WASHINGTON: A Marine Corps MV-22 Osprey crashed in Morocco on Wednesday, killing two U.S. military personnel. Neither the cause nor circumstances of the accident were immediately available.

Wire services quoting U.S. embassy spokesman Rodney D. Ford called the dead “soldiers” but military sources told Breaking Defense the only personnel aboard the aircraft were its Marine Corps crew, consisting of two pilots and two enlisted crew chiefs. Next-of-kin had yet to be notified as of 5:30 p.m. EDT Wednesday, so the names of those killed had yet to be released.

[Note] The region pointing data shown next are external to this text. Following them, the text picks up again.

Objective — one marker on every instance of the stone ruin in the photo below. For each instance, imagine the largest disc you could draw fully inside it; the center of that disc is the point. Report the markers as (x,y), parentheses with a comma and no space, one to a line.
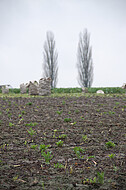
(5,90)
(43,88)
(33,88)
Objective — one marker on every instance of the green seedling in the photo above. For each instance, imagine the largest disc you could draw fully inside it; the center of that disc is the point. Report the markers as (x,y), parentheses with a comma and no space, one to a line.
(63,102)
(43,147)
(115,168)
(100,177)
(89,181)
(59,143)
(23,112)
(54,135)
(31,132)
(33,146)
(47,156)
(73,123)
(110,144)
(89,157)
(58,165)
(59,112)
(77,151)
(15,178)
(29,103)
(9,115)
(25,142)
(67,119)
(84,137)
(111,156)
(31,124)
(11,124)
(63,136)
(111,112)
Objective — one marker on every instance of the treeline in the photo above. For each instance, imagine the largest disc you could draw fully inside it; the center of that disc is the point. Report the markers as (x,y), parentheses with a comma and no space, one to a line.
(107,90)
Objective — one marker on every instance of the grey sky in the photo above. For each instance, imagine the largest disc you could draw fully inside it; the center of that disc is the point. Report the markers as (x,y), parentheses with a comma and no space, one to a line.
(23,27)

The MV-22 was from VMM-261, one of several Osprey squadrons based at Marine Corps Air Station New River near Jacksonville, N.C., and was attached to the 24th Marine Expeditionary Unit, Breaking Defense’s sources confirmed, speaking on condition of anonymity because U.S. Africa Command was responsible for publicly releasing information on the crash.

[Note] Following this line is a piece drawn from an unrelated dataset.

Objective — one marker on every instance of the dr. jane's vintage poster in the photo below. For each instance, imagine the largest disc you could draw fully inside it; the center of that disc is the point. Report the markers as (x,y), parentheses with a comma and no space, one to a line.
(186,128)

The accident occurred during a bilateral exercise with the Moroccan military called African Lion in which about 1,000 Marines and 200 other U.S. military personnel were participating.

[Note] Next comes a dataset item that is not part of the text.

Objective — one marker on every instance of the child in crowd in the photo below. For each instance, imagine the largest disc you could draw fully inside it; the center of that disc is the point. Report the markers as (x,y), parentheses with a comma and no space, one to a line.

Wednesday’s accident marked the first fatal crash of a Marine Corps Osprey in more than a decade, a period in which the helicopter-airplane hybrid “tiltrotor” enjoyed the best safety record of any Marine combat rotorcraft. An Air Force CV-22 Osprey carrying Army Rangers on a night raid hit a ditch and flipped onto its back after a hard landing in Afghanistan on April 8, 2010, killing four of 18 on board.